Re: Asperger's Syndrome and French expressions in English
From: | Christophe Grandsire <christophe.grandsire@...> |
Date: | Tuesday, June 27, 2000, 11:33 |
At 01:01 24/06/00 -0400, you wrote:
>Barry Garcia wrote:
>> fille de joie - prostitute
>
>"Daughter of joy"? Pretty clever one. I like it, never heard it tho.
>
"Girl of joy" more exactly. "Fille" can mean both "girl" and "daughter".
It's not used that much anymore in Spoken French, but a lot in poetry.
>> objet d'art - an object of artistic curiousity (has a snooty designer feel
>> to it)
>
>The only time I've ever heard that one is on the British comedy "Keeping
>up Appearances", about a woman who basically tries to seem more
>high-class than she really is, like, their name is Bucket, but she
>insists that it's /bu'ke/. :-)
>
I remember laughing to death when she said: "My name's Bouquet (/bu'ke/),
B, U, C, K, E, T." :)) It happens to be one of my favourite British
comedies, along with "Absolutely Fabulous" (pretty difficult to understand
without subtitles though, they have such a strange way to talk!!).
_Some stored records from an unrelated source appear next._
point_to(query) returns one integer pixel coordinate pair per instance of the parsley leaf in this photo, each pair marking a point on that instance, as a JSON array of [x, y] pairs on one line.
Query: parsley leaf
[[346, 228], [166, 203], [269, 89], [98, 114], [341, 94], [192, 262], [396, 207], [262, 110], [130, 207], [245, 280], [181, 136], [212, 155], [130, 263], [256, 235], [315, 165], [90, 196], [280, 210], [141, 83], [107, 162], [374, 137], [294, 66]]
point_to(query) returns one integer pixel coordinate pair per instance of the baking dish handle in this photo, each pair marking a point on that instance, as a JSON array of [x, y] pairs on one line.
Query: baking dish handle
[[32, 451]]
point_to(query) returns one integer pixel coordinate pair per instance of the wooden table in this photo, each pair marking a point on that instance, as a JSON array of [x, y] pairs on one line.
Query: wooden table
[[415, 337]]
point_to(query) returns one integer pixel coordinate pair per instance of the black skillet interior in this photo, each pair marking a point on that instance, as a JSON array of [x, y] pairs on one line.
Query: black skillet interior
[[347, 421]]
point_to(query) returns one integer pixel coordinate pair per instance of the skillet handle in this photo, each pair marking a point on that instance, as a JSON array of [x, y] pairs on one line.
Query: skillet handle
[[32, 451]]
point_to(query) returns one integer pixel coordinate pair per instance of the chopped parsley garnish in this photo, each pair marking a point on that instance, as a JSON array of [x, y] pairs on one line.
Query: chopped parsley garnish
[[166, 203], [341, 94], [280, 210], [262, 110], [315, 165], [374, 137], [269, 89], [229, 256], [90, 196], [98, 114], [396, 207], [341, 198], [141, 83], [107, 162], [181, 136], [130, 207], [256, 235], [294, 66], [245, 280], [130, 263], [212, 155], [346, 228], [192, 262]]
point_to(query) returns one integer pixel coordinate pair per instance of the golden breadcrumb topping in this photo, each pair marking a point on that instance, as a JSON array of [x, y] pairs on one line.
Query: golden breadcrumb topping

>Both of those I've heard. But interestingly, pluralization of phrases
>like that tend to be "femme fatales", rather than the French "femmes
>fatales".
>
So they see theose phrases as one word only, or they assume that the first
word is always an adjective?
>But, if we're going to be going with single words, there's hundreds of
>examples ...
>
That's nice for French people trying to learn English :) .
Christophe Grandsire
|Sela Jemufan Atlinan C.G.
"Reality is just another point of view."